I love this quite from Dorothea Brooke in Middlemarch and it is particularly handy when I want to write about an author with a very specific style. This is a writer who is so refreshingly original that it is a pleasure to read his books solely for the pleasure of knowing them.
There is no way you could read Gabriel Garcia Marquez and mistake his writing for anyone else. One Hundred Years of Solitude is set in the fictional village of Macondo, in a typical (if there can be such a thing) Latin American country. The things Macondo faces are things that Marquez would have experienced during his childhood in Columbia: civil war, fruit plantations, small villages transitioning into modernity. Whilst the story is of its place, there are plenty of universal themes here; life, love, sadness, loneliness, tradition and family.
Marquez once said that “[a]fter the death of my grandfather, nothing really happened to me any more”. This happened when he was eight. In many ways people read his signature style of magical realism as the world seen through the eyes of a child. This novel is certainly full of that sort of imaginative power.
At that time Macondo was a village of twenty adobe houses, built on the bank of a river of clear water that ran along a bed of polished stones, which were white and enormous, like prehistoric eggs. The world was so recent that many things lacked names, and in order to indicate them it was necessary to point.
Firstly, Marquez is king of beautiful sentences. Just read it! The village is founded by the family and has a real Garden of Eden sort of vibe. The Bible here is the magical element mixed with the reality of evolution (‘prehistoric eggs’). This immediately sets the tone for the kind of storytelling that follows. This is a story of a town who suffers from insomnia, of alchemy, gypsies and revolution. Family history becomes myth and legend, and the imagery is outstanding.

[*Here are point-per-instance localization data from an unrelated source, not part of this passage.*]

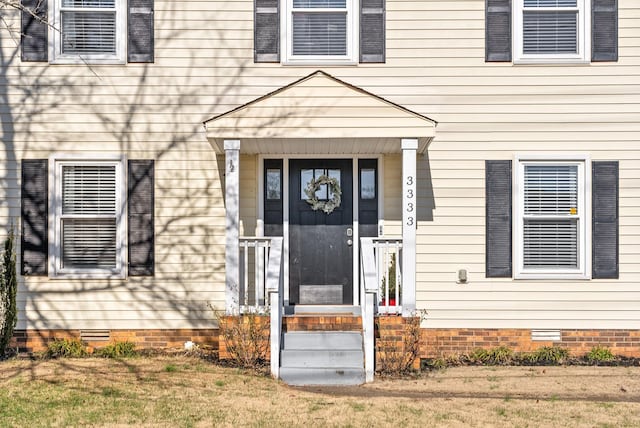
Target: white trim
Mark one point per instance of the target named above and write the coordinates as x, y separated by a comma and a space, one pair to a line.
353, 34
56, 161
260, 198
55, 38
285, 207
355, 238
583, 162
583, 34
285, 226
409, 224
232, 225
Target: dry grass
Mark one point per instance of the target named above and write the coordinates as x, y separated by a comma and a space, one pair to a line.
181, 391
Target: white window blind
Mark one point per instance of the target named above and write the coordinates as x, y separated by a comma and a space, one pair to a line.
551, 217
550, 27
88, 217
319, 27
88, 26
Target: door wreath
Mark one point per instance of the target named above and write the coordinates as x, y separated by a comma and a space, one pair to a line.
325, 205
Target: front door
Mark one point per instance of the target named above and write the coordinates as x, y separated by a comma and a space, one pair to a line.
320, 231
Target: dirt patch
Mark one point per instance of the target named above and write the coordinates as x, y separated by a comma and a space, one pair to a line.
179, 391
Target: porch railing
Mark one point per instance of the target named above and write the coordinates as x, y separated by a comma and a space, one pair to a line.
262, 286
254, 257
380, 275
388, 256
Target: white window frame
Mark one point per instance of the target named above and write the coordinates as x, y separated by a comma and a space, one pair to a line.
55, 38
583, 212
286, 36
56, 162
583, 35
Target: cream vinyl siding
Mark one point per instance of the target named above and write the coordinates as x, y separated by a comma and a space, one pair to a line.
434, 66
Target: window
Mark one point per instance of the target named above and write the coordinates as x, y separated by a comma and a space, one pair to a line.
551, 30
551, 218
320, 30
87, 221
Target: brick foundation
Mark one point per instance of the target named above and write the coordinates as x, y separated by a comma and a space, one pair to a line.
442, 342
322, 323
394, 337
37, 340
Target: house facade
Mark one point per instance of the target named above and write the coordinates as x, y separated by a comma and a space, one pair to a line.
486, 153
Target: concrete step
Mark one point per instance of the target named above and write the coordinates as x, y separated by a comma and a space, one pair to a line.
319, 340
321, 358
322, 376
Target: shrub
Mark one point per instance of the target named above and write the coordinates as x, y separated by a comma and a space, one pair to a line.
547, 355
246, 338
499, 355
123, 349
600, 354
69, 348
397, 360
8, 290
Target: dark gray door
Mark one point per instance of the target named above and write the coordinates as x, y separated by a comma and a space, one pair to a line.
320, 243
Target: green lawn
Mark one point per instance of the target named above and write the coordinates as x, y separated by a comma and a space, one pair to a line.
181, 391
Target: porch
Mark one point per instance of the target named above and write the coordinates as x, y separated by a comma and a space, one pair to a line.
311, 248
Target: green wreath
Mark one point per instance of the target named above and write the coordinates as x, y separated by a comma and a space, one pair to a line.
329, 205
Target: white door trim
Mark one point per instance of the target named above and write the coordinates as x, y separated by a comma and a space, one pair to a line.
285, 208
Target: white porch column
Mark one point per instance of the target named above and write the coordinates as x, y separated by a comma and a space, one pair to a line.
409, 221
232, 229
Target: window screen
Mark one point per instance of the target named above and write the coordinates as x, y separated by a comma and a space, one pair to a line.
550, 229
550, 27
319, 27
88, 26
88, 217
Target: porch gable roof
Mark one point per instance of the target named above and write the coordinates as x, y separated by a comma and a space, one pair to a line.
322, 114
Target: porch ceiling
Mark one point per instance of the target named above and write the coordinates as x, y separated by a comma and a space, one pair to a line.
319, 114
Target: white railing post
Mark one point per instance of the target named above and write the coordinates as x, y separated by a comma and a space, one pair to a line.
232, 203
368, 289
409, 222
274, 286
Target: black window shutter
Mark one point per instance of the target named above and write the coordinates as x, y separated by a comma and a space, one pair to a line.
498, 218
140, 202
34, 248
498, 30
604, 30
604, 241
34, 31
140, 42
372, 30
266, 31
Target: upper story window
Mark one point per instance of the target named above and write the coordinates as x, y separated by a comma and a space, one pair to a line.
551, 30
551, 219
90, 30
86, 214
87, 31
320, 30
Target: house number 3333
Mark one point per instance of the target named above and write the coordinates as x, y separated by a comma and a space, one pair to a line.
409, 203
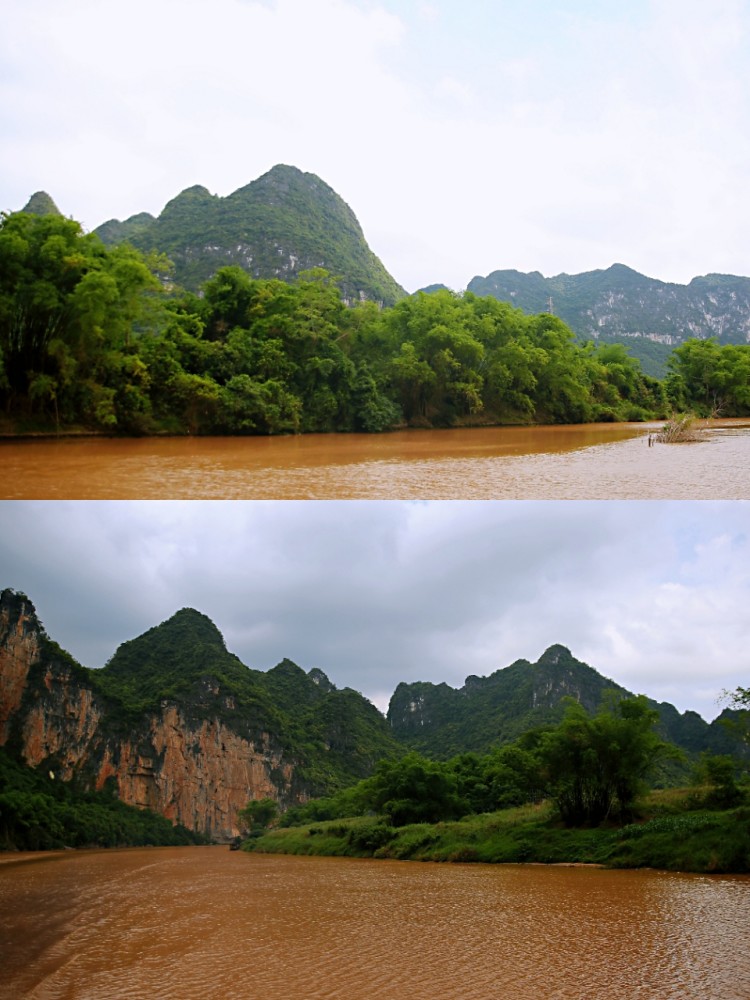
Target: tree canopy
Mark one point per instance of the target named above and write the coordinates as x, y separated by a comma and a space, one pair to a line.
99, 338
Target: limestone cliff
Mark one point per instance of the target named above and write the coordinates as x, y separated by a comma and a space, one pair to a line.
196, 771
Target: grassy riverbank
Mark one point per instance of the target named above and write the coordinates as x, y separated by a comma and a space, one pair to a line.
668, 836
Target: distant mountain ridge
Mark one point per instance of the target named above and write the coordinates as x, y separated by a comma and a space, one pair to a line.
277, 226
441, 721
176, 723
619, 304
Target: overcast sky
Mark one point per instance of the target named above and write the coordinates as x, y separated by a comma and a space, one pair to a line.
654, 595
466, 135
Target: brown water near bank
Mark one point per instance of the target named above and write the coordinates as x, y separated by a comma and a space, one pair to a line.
206, 922
588, 461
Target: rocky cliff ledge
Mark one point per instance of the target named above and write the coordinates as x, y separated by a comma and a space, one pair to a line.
196, 771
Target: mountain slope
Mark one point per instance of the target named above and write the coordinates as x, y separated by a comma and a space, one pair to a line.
619, 304
279, 225
178, 724
441, 721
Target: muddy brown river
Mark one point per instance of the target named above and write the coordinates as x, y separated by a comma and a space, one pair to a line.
590, 461
209, 923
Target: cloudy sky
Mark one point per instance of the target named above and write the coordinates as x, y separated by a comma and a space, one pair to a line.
550, 135
654, 595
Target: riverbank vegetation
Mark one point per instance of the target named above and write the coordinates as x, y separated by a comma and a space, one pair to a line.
98, 340
575, 793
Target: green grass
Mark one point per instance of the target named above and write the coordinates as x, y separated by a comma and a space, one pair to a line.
671, 835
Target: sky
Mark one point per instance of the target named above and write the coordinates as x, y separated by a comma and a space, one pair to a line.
467, 135
653, 595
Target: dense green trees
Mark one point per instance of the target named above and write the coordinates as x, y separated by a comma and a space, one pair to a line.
97, 338
39, 812
595, 766
592, 766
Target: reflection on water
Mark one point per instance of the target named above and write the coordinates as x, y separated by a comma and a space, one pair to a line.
599, 461
206, 922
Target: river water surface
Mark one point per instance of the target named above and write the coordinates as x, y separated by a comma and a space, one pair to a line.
588, 461
209, 923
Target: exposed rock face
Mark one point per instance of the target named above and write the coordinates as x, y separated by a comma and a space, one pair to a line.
195, 771
19, 648
621, 303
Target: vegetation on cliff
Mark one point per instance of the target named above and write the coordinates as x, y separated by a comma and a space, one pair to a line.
278, 226
619, 305
575, 793
91, 339
40, 812
576, 758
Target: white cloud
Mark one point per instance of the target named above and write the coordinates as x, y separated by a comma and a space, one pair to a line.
557, 139
653, 595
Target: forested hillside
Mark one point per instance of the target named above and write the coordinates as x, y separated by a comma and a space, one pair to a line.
278, 226
92, 339
619, 305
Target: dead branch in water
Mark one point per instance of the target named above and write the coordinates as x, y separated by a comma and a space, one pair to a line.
677, 430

The only problem I had whilst reading One Hundred Years of Solitude was that I found it hard to keep all the characters straight – there are about twenty-five Aurelianos! However, even this has a poetic explanation: Time in this novel is not linear and generations of family history is told as though it was happening all at once. Plenty of characters live until well over a hundred, and even the dead don’t always keep quiet.
People say Gabriel Garcia Marquez’ writing is like a carnival and I would agree. It is colourful, always moving, vibrant, strange and foreign. A wonderful combination.